São Francisco

 

Por Giovanni Papini

 

Neste ensaio de 1922, o conhecido escritor italiano faz uma análise do que significou a humildade de São Francisco de Assis e de como ele conseguiu reformar a Igreja obedecendo desde o Papa até o último dos párocos.

 

I. O Cristianismo outra coisa não é senão a imitação de Cristo.

O verdadeiro cristão deve ser, o quanto pode, o máximo que pode, o copiador de Cristo, o plagiador de Cristo, a sombra de Cristo. Para ele, não há outro modo de viver a jornada terrestre como prenúncio da eternidade paradisíaca. Não temos outro dever além deste: pronunciar, de joelhos, os versículos do Evangelho e tomá-los como palavras de ordem todas as manhãs desta vida engolida, a cada instante, pela morte.

Deus desceu até nós e fez-se homem; o homem deve elevar-se até Ele e fazer-se Deus: fora deste percurso não há nada a não ser o espinheiro mesquinho das coisas e dos prazeres chamado de vida pelos bípedes porcos, e de nada pelos santos.

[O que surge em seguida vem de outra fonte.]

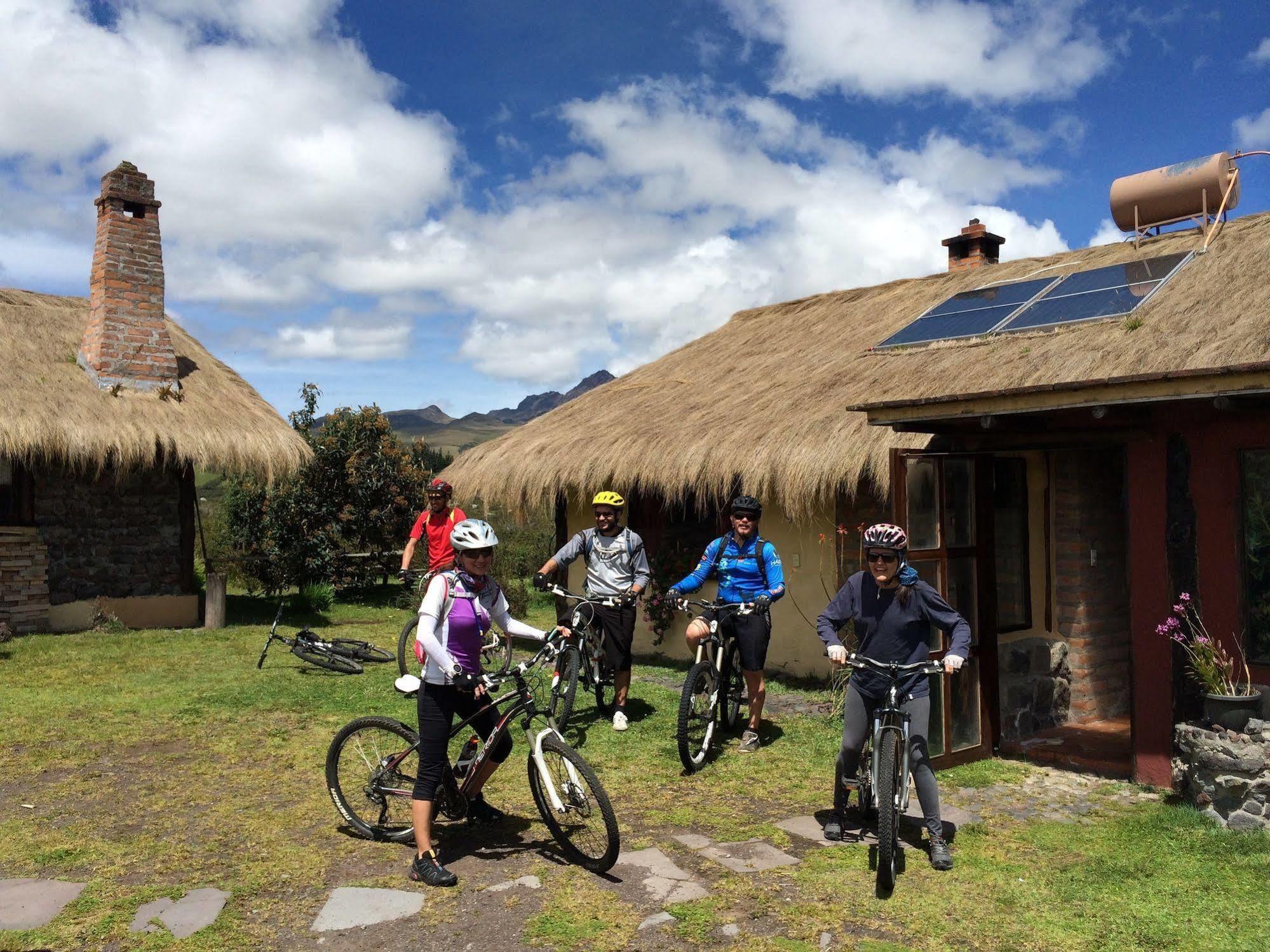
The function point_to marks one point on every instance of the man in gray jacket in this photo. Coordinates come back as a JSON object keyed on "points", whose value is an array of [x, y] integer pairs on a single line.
{"points": [[618, 568]]}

Dii estis, proclamou o Espírito Santo pela boca de Asaf, poeta e profeta (Salmo 81, 2). E essa palavra, dirigida no Antigo Testamento aos juízes, pelo próprio Cristo foi estendida, no Novo, a todos aqueles a quem foi anunciada a Palavra de Deus. E, acrescenta o Filho, non potest solvi Scriptura (Jo 10, 34-35).

A divindade futura do homem é um dos mistérios mais luminosos em que apenas os anjos e os inspirados poderiam penetrar. Deus cria o homem à sua imagem e semelhança, e, portanto, quase divino, mas o Inimigo, sob a pele de um dos animais mais repugnantes, o seduz a fazer-se igual a Deus, fazendo-o descer da altura a que Deus o havia elevado. Para torná-lo capaz de reassumir essa sua posição original, é preciso um novo sedutor: o próprio Deus encarna-se na forma mais repugnante aos olhos do mundo – um pobre – a fim de convocar os homens à reconquista do Paraíso. Cristo é o reparador do mal produzido pela Serpente, e faz aos homens uma promessa similar àquela da velha Serpente do Jardim. Mas a semelhança é, quando se fixa o olhar mais profundamente, oposição. O demônio era o inimigo de Deus e ensinava, para se divinizar, o caminho da soberba e da ciência. Cristo é o filho de Deus, e ensina o caminho da humildade e do amor. “Sede perfeitos como o vosso Pai celeste” (Mt 5, 48). Por aquela “lei dos contrários” que reinam no plano divino, não adquire tudo quem não se anula; não se pode obter o sumo bem senão partindo da alegre aceitação do mal; não se pode reinar senão depois de ter obedecido.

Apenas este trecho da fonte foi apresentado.